Dubai is one of the most attractive cities for doing business, attracting numerous entrepreneurs, startups, and even large global corporations. The government of the UAE implemented corporate tax registration and VAT registration to maintain economic growth and ensure that businesses adhere to their tax obligations. Although these two relations speak the language of taxation, they have different functions and seek different financial scopes for businesses.
This article will explore thoroughly the distinction between corporate tax registration in Dubai and VAT registration in Dubai for the purpose of understanding what tax structure applies to who and why it is essential for businesses.
Understanding Corporate Tax in Dubai
For ages, Dubai has been a tax paradise for many companies where there are very low corporate taxes or none at all. In the year 2023, the UAE, to comply with the global tax regime, introduced a corporate tax at the federal level. This was aimed at eradicating the dependence on oil revenues. Corporate Tax Registration in Dubai turned out to be compulsory for corporate entities earning a certain income limit, which showed a turning trend in the tax regime of the UAE.
What is corporate tax?
- Relevance to income: Corporate tax concerns the income generated by the organization rather than the value-added tax that is levied on the sale of goods and services.
- Rate of tax: There is, with effect from June 2023, a 9% tax rate on business profits for those whose business income per annum exceeds AED 375,000. However, companies under this limit and Free Zone entities with eligible activities may be exempt.
- Purpose: The imposition of corporate tax helps to keep the economy growing as every business is expected to play its role; however, the tax rates remain low in order to attract investors to the city of Dubai.
Who Needs Corporate Tax Registration?
Dubai-based organizations with a taxable revenue of more than AED 375,000 must apply for corporate tax registration in Dubai.
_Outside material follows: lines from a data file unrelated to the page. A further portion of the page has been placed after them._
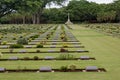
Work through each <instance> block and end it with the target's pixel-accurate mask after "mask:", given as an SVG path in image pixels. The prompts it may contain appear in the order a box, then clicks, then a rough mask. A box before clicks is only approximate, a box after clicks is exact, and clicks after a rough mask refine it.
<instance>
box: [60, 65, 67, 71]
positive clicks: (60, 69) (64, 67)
mask: <svg viewBox="0 0 120 80" xmlns="http://www.w3.org/2000/svg"><path fill="white" fill-rule="evenodd" d="M60 70H61V71H64V72H66V71H67V70H68V66H61V67H60Z"/></svg>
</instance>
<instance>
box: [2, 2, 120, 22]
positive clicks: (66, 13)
mask: <svg viewBox="0 0 120 80" xmlns="http://www.w3.org/2000/svg"><path fill="white" fill-rule="evenodd" d="M66 1H68V0H1V1H0V22H1V23H17V24H21V23H33V24H39V23H64V22H66V20H67V14H68V13H70V18H71V20H72V21H73V22H77V23H79V22H99V23H100V22H120V0H115V1H114V2H113V3H109V4H97V3H95V2H88V1H86V0H71V1H70V2H69V4H68V5H67V6H63V7H61V8H50V9H49V8H48V9H46V8H45V7H46V5H51V4H52V3H54V4H57V5H62V3H64V2H66Z"/></svg>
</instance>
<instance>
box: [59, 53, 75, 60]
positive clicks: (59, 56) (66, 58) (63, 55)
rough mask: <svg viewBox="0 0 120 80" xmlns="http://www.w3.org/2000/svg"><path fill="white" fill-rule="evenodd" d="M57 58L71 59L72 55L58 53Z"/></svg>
mask: <svg viewBox="0 0 120 80" xmlns="http://www.w3.org/2000/svg"><path fill="white" fill-rule="evenodd" d="M57 59H60V60H73V59H74V56H73V55H71V54H60V55H59V57H58V58H57Z"/></svg>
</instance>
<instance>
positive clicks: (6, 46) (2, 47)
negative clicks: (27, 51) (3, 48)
mask: <svg viewBox="0 0 120 80" xmlns="http://www.w3.org/2000/svg"><path fill="white" fill-rule="evenodd" d="M0 47H1V48H5V49H6V48H8V46H0Z"/></svg>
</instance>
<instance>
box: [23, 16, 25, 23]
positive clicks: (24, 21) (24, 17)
mask: <svg viewBox="0 0 120 80" xmlns="http://www.w3.org/2000/svg"><path fill="white" fill-rule="evenodd" d="M23 24H25V16H23Z"/></svg>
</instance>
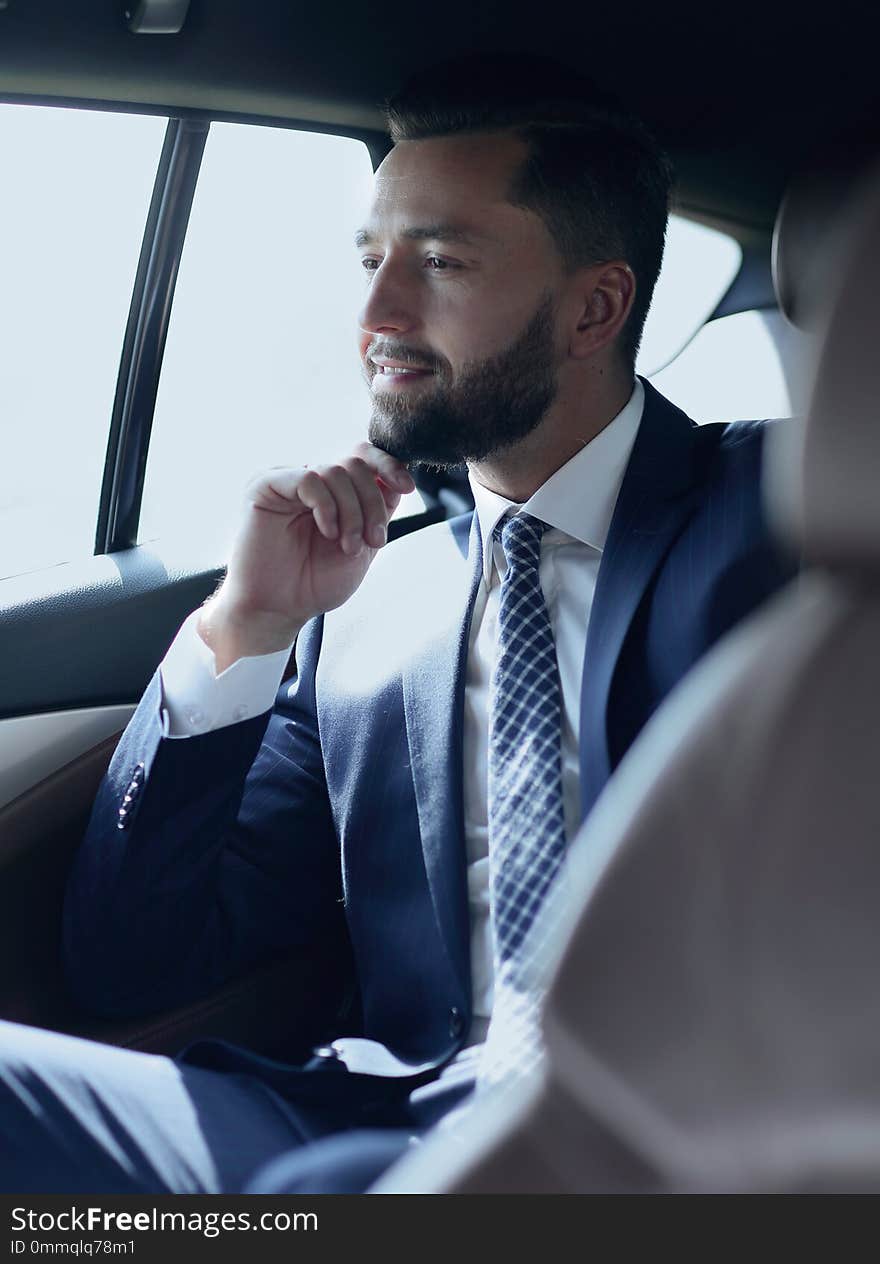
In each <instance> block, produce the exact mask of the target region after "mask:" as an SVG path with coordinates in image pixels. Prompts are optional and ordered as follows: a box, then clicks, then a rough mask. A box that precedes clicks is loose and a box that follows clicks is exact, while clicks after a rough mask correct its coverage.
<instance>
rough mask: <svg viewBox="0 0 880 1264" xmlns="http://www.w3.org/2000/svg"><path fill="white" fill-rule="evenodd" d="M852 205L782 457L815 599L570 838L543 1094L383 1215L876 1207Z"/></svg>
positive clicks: (874, 1020)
Local enterprises as well as foreign companies operating within the region are included, but Free Zone companies have their own regulations.
Understanding VAT in Dubai
The Value-Added Tax (VAT) is a form of indirect taxation that was brought into effect in the UAE starting from January 1, 2018. Managed at different levels, VAT does not fall under the category of tax on income to businesses, i.e., corporate tax, but rather applies to the consumption of goods and services.
What is VAT?
- Relevant to products and offerings: There is a value-added tax levied on the increase in value at every step of production or distribution of goods and services.
- Usual VAT rate: The usual VAT rate in the UAE is 5%, which is quite low in developed countries.
- Final user: The value-added tax is paid up to the final consumer, hence the marked dissimilarity with the corporate tax, which is remitted by the business.
Who Needs VAT Registration?
VAT registration in Dubai is compulsory for any business engaged in the making of taxable supplies and imports whose total turnover exceeds AED 375,000 per financial period. There is also an option for voluntary registration for businesses with taxable supplies and imports of more than AED 187,500.
How to Register for Corporate Tax and VAT in Dubai?
In Dubai, applications for Corporate Tax Registration and VAT Registration can be submitted via the FTA website. It is worth noting the main steps of the procedure:
Corporate Tax Registration Process:
- Open an account on FTA’s web page.
- Upload supporting documents: This may include your business license, financial records, and other company profiles.
- Application submission: Complete and submit the e-form together with all annexes as required.
- Get a tax registration number: In case registration is approved, the business will get a Tax Registration Number (TRN), which the business is required to use in the future for tax-related purposes, including tax returns and payments.
VAT Registration Process:
- Sign up for an account on the FTA portal.
- Get the required documents ready: This involves business turnover figures, a copy of the business registration, and financial statements.
- Fill in the VAT registration application: Submit the correct details for the business’s general information, turnover, and business activity.
- Upon approval, an entity will be granted on its application the VAT registration number that must be written in all invoices raised by the business.
Conclusion
Adhering to the requirements of both tax types allows companies to flourish in the fast-growing and competitive market of Dubai. Whether you need to register for corporate tax or VAT, making sure that you register in time and live by the rules saves you from fines and helps the reputation of your business.
If you need more information concerning corporate tax registration in Dubai or VAT registration in Dubai, ask the tax experts who may assist you through the whole process.